Acesion, targeting first new approach to afib in decades, hits primary endpoint in midphase trial

Acesion Pharma has early clinical evidence that its new approach to treating atrial fibrillation works. In a phase 2 clinical trial, recipients of the biotech’s first-in-class ion channel inhibitor experienced a return to normal heart rhythm, boosting the prospects of a mechanism that could be the first new approach to afib in 20 years.

Copenhagen-based Acesion is trying to treat afib by inhibiting SK ion channels that are involved in the regulation of heart rhythm. Genomewide association studies have found links between genes encoding subtypes of the channel and afib, and animal models have shown that inhibiting SK can convert abnormal heart rhythms and stop them from happening in the first place.

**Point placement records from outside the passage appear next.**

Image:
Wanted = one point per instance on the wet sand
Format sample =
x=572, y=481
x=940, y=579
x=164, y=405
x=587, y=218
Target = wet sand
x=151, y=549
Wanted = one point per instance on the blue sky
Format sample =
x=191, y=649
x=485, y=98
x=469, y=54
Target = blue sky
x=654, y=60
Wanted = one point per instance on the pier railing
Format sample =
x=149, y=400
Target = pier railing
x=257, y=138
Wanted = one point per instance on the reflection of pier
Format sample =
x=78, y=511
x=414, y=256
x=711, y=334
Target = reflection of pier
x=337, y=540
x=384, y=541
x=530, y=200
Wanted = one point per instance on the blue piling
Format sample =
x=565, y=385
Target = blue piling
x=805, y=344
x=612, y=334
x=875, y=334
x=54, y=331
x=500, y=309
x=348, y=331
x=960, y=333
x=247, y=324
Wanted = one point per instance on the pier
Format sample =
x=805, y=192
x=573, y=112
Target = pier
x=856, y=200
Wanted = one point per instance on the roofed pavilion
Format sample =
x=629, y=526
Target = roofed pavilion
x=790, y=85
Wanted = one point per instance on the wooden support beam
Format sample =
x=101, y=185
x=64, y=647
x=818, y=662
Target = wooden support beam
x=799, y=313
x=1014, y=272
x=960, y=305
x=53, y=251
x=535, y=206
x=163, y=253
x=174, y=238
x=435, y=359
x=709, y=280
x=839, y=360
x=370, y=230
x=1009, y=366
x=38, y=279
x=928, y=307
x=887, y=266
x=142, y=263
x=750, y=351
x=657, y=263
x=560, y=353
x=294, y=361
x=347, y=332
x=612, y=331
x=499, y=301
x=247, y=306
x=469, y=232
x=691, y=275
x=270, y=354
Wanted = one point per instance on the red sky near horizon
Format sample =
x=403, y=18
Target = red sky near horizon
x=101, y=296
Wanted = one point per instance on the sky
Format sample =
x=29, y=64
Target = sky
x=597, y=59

To test whether the approach works in humans, Acesion, which lists Novo Holdings among its investors, ran a phase 2 clinical trial of the SK ion channel inhibitor AP30663 in 63 people with a current episode of afib. Participants received one of two intravenous doses of the drug candidate or placebo.

In the 90 minutes after infusion, more than half of recipients of the highest, 5-mg/kg dose converted to sinus rhythm—the characteristic rhythm of a healthy heart—compared to none of their counterparts in the placebo group, causing the study to hit its primary endpoint. The conversion rate in the low-dose cohort, which received 3 mg/kg, was lower than in the high-dose arm but still significantly higher than in the placebo group.

Today, physicians restore normal heart rhythm through electrical or chemical cardioversion. When giving an energy shock to restore sinus rhythm, physicians give an anesthetic or sedative. To avoid that, some physicians may try the less traumatic chemical conversion first, but it can fail and cause more dangerous abnormal heart rhythms. 

In the phase 2 clinical trial, no patients suffered serious adverse events or ventricular arrhythmias, a key safety concern with existing afib treatments. Acesion saw a transient increase in the ECG QTc interval compared to placebo at both doses. The increase was, at worst, comparable to the effects of currently available drugs, according to the biotech.

Acesion attributed the QT effect to off-target inhibition of the hERG ion channel. The biotech has tried to eliminate the effect with its second-generation molecule, which is designed to have higher specificity and is in development as an oral drug for chronic maintenance treatment to prevent afib recurrence. 

The chronic maintenance treatment indication is much larger than the cardioversion population covered by the phase 2 clinical trial. Acesion plans to start a phase 1 clinical trial of its chronic candidate in the second half of the year.